Nous sommes au XXIIe siècle et les êtres humains en sont réduits à être des « cerveaux » et pas dans le sens noble du terme. Un Transem™ (transmetteur émotionnel) a été implanté dans le crâne de chacun afin de « gérer » ses émotions. C’est ainsi que chacun reçoit des messages infommerciaux, publicités ciblées en fonction de différents critères spécifiques à cette personne et visant à créer/orienter ses émotions ainsi qu’à manipuler sa pensée… ou ce qu’il en reste.


Ce qui me pèse généralement dans les livres de SF (outre le fait que je préfère les univers réels), ce sont les longues descriptions toutes plus tortueuses les unes que les autres visant à décrire l’univers imaginaire dans lequel évolue les personnages : rien de tout cela ici (le format ne le permet pas de toute façon).

C'est alors que nous suivons Beurberry, un employé quelconque qui ambitionne néanmoins d’accéder à la claste supérieure, que les divers éléments de l'univers nous sont présentés. Ils s’intègrent à l’histoire avec fluidité et cohérence et ne sont pas sans rappeler les dérives qui nous guettent. En effet, la vie de Beurburry relève à la fois d’un quotidien totalement imaginaire et d’un futur qui semble frapper à la porte. Plus nous avons recours à la technologie, plus nous nous faisons prendre dans ses filets, et garder une part de jardin secret aujourd’hui est devenu une gageure.
Dans le monde de Manu Causse et d’Emmanuelle Urien, l’idée de jardin secret, mais plus encore d’individualité, frise l’hérésie. Les multinationales savent tout de nous, voire plus que nous en savons nous-mêmes puisqu’elles ont pris possession de nos cerveaux, entièrement mis à leur disposition.

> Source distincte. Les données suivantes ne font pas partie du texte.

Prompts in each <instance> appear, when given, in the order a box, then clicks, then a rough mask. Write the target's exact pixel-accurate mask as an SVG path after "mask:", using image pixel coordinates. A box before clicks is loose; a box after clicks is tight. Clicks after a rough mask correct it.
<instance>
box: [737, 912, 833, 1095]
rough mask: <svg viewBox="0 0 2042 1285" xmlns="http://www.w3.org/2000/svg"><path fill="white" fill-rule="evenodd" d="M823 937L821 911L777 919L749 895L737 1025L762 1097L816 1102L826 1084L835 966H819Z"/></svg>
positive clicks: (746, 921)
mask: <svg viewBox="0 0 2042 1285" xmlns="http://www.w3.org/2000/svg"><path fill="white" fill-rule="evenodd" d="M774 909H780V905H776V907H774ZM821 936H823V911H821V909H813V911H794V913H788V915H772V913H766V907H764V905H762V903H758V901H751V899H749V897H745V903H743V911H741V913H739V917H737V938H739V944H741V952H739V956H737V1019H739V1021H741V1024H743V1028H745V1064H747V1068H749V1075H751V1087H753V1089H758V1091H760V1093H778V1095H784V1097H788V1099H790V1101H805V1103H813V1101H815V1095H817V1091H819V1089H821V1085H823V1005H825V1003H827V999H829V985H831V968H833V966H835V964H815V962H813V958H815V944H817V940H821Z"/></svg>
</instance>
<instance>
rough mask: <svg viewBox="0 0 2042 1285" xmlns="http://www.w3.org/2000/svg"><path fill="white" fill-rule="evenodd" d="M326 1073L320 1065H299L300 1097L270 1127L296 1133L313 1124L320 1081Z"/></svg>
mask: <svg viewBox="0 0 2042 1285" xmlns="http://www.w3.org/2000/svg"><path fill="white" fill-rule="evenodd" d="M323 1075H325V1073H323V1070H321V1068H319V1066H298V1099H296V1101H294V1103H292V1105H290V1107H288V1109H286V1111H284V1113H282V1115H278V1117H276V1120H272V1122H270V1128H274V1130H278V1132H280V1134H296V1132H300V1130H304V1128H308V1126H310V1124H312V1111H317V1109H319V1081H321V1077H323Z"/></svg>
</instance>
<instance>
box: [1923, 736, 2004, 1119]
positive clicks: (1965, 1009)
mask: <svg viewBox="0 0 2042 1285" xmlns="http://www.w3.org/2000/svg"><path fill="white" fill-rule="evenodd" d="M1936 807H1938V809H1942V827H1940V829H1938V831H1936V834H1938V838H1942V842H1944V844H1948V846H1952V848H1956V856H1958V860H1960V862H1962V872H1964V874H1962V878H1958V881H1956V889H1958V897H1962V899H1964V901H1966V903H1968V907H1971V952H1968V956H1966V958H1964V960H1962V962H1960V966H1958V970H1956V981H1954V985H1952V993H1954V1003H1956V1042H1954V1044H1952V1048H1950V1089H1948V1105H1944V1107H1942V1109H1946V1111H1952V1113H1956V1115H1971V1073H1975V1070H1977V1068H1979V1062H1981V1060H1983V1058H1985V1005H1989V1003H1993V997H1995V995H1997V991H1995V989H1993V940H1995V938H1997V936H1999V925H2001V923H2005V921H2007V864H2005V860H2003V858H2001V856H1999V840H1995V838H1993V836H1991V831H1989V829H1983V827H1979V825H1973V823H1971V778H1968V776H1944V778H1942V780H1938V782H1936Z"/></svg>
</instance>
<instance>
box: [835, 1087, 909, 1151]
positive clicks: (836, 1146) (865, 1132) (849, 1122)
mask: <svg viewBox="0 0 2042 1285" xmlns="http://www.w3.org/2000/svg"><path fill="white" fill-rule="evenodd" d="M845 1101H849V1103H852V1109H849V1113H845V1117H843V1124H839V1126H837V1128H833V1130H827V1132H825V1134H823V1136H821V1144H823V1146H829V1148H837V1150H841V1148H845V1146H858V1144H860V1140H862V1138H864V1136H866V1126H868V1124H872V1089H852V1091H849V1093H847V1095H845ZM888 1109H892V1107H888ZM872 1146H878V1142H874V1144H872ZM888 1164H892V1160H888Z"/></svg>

Cette novella a été inspirée par la célèbre déclaration de Patrick Le Lay en 2004. Je regrette que cette référence n’ait pas été placée avant le début de la novella afin que les personnes n’en ayant pas connaissance (francophones non Français, personnes trop jeunes à l’époque des faits, etc.) puissent mieux saisir les références de la (social) fiction. Peut-être est-ce le réflexe d’une personne peu habituée à lire des textes relatifs aux mondes imaginaires. En tout état de cause, j’ai eu le sentiment de bien mieux profiter de ma lecture parce que le titre à lui seul m’avait mis la puce à l’oreille que si je n’avais rien su de cette affaire qui fit, à juste titre, beaucoup de bruit en son temps.


Cette lecture fut vraiment agréable : elle oblige le lecteur à rester vigilant pour s’intéresser à chaque nuance sans pour autant l’assommer sous une avalanche de détails. Elle n’oublie pas non plus l’humour (je n’en attendais pas moins de ce duo), un humour caustique adapté au sujet. C’est une vraie réussite !

oOo

La collection Quelqu’un m’a dit… des Éditions In8 propose des nouvelles d’anticipation sociale, c’est-à-dire de la SF. Mais « Au-delà du noir pesant, totalitaire ou kafkaïen, ces nouvelles sont volontiers surréalistes, parfois poétiques. Toujours décalées. »

Promesse tenue avec cette novella.


Ce livre m'a été transmis par l'éditeur.